ASTRID, the Belgian TETRA network operator for emergency and security services, registered significant peaks in radio traffic during the Great War commemorations that were held last Monday (4 August 2014). Because of the scope of the security organisations deployed, there was more than double the usual radio traffic on over twenty ASTRID base stations in Liège, Leuven and Mons.
The commemorations created a major challenge for the police and all the other emergency and security services. The presence of numerous royals (Belgium’s King Philippe and Queen Mathilde, Prince William and Duchess Kate, Prince Harry, King Felipe VI of Spain), government leaders, ministers and high representatives made exceptional security measures necessary.
Hundreds of agents of the local and federal police, defence, staff from town and province councils, the fire brigades, the civil defence, the medical services, national and international security personnel were deployed.

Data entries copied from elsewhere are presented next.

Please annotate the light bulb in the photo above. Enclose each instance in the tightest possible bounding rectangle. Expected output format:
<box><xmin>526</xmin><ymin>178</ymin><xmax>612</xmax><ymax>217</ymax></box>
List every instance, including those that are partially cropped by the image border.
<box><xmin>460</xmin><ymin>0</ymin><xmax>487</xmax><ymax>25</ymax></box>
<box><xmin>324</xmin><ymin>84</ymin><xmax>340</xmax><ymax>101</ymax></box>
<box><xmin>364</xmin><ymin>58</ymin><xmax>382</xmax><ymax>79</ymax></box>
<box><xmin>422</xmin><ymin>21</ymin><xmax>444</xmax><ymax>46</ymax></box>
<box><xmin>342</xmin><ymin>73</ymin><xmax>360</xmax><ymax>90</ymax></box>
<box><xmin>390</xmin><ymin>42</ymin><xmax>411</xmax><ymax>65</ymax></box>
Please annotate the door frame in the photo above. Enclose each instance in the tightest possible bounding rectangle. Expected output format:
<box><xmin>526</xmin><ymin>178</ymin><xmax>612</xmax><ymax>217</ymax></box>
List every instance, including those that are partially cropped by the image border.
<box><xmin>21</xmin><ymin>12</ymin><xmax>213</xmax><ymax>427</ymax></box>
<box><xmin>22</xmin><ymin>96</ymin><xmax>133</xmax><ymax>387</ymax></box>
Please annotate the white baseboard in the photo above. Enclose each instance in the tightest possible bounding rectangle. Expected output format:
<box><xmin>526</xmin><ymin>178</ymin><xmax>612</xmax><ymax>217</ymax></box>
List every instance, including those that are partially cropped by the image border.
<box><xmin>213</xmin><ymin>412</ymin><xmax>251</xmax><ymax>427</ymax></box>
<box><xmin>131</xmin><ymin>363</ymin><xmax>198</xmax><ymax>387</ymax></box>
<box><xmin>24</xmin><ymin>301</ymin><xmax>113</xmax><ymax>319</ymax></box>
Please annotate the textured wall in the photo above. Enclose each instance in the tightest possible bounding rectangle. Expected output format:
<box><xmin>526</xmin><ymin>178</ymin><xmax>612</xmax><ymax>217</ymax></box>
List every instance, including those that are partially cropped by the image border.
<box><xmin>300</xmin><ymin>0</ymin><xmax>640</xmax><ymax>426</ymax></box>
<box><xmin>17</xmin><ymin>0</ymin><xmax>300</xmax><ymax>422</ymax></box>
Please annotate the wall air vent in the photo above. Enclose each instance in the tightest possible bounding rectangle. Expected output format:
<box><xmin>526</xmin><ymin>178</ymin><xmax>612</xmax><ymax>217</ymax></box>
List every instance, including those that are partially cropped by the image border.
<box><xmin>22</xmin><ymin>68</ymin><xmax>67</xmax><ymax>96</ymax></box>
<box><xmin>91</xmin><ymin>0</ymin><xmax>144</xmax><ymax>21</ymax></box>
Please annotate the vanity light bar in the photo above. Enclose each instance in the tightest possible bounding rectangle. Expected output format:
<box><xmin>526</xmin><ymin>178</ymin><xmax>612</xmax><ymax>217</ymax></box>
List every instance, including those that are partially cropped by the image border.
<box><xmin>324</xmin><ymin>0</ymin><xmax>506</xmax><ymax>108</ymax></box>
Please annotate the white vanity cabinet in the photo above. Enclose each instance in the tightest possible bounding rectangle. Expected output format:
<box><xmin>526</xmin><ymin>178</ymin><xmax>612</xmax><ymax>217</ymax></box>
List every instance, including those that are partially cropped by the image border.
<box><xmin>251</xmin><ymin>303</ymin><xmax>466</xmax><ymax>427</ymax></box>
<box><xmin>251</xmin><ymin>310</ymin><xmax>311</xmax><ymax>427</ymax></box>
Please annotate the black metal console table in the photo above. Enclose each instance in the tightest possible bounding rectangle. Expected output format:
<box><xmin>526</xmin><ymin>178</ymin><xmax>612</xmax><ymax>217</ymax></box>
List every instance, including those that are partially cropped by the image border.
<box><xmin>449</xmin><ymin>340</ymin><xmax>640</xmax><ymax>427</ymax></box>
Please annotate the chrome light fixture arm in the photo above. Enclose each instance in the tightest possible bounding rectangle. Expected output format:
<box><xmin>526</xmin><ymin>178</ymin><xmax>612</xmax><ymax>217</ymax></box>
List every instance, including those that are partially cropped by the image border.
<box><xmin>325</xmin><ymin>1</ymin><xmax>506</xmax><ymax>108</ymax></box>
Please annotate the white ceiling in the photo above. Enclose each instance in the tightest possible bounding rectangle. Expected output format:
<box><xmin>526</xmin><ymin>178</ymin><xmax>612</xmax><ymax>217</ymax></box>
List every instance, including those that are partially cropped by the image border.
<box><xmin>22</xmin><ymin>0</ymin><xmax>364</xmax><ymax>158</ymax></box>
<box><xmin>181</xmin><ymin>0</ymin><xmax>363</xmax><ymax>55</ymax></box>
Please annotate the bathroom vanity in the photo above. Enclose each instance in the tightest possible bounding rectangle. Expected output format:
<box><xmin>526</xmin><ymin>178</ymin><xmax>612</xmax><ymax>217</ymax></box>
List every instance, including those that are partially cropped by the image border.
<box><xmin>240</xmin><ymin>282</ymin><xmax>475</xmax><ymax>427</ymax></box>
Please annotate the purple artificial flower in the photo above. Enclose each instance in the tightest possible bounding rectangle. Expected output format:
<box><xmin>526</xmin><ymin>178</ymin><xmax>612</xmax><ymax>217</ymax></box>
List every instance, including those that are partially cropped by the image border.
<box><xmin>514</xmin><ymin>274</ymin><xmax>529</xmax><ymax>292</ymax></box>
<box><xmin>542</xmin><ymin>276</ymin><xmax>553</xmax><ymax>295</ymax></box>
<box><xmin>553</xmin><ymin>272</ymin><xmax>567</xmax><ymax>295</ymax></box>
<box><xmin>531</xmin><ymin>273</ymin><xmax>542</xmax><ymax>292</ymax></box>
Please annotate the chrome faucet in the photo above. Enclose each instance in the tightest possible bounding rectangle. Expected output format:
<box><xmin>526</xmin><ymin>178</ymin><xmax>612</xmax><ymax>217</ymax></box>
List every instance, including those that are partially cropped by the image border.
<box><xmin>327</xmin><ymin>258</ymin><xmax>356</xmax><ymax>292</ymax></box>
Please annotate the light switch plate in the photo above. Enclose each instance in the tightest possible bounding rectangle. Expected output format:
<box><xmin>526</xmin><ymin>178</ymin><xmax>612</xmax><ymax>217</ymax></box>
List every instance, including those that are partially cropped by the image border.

ASTRID reports that its systems behaved ‘flawlessly’. Police radio communications went without a hitch, despite a doubling of communications on 10 base stations in the Liège area, on nine base stations in Mons and on two base stations in the centre of Leuven.
On the air-ground-air base station in Liège, which is reserved for helicopter communications, there was nine times more radio traffic than normal generated. The base station of Lantin (Liège) processed up to 105% more communication than on a normal day.
ASTRID registered a traffic peak of 2,000 minutes of communication between 3pm and 4pm on the base stations in Liège and a peak of 800 minutes of traffic between 5pm and 6pm on the base stations in Mons.
With each movement of the delegations from one site to another, the ASTRID network clearly registered the corresponding communication peaks. For example, on the base stations in the centre of Mons there was a substantial increase in the radio traffic at 4pm, just prior to the arrival of members of the British royal family, and this continued until 8pm.
In the three provincial control rooms (provincial CIC in Mons, Liège and Leuven) dealing with the communications, an interactive map tracked the movements of field agents in real time. The position of the teams is determined via the GPS built into their ASTRID radios, and they can be dispatched in another direction at any moment. The helicopters transmit live video images, so that the teams can react immediately.
ASTRID prepared the events in consultation with the organising bodies. Coverage and capacity measurements were undertaken in the preceding weeks. ASTRID arranged for a temporary strengthening of the capacity with one carrier added on the base station in Cointe (Liège), which covers the Inter-Allied Memorial.
A mobile base station (MTU lorry) was also set up near the St Symphorien cemetery. Finally, a reinforced on-call technical team was also put together to handle any incident.
Daniel Haché, director external relations at ASTRID, said: “As has already been frequently demonstrated at large-scale events, TETRA proves its added value in critical situations. Despite an exceptional network load, the infrastructure was able to handle the traffic peaks thanks to constant network monitoring, but above all thanks to the excellent cooperation between all the security services.”
Thierry Brasseur, liaison officer for the governor of the province of Liège in charge of public order, added: “Fortunately we registered zero incidents on the memorial day, so the interventions of the police forces remained limited. As far as the ASTRID communication is concerned, everything worked perfectly. ASTRID offers a huge advantage for the operational coordination of large-scale events. Our teams strictly observed the radio fleet map.”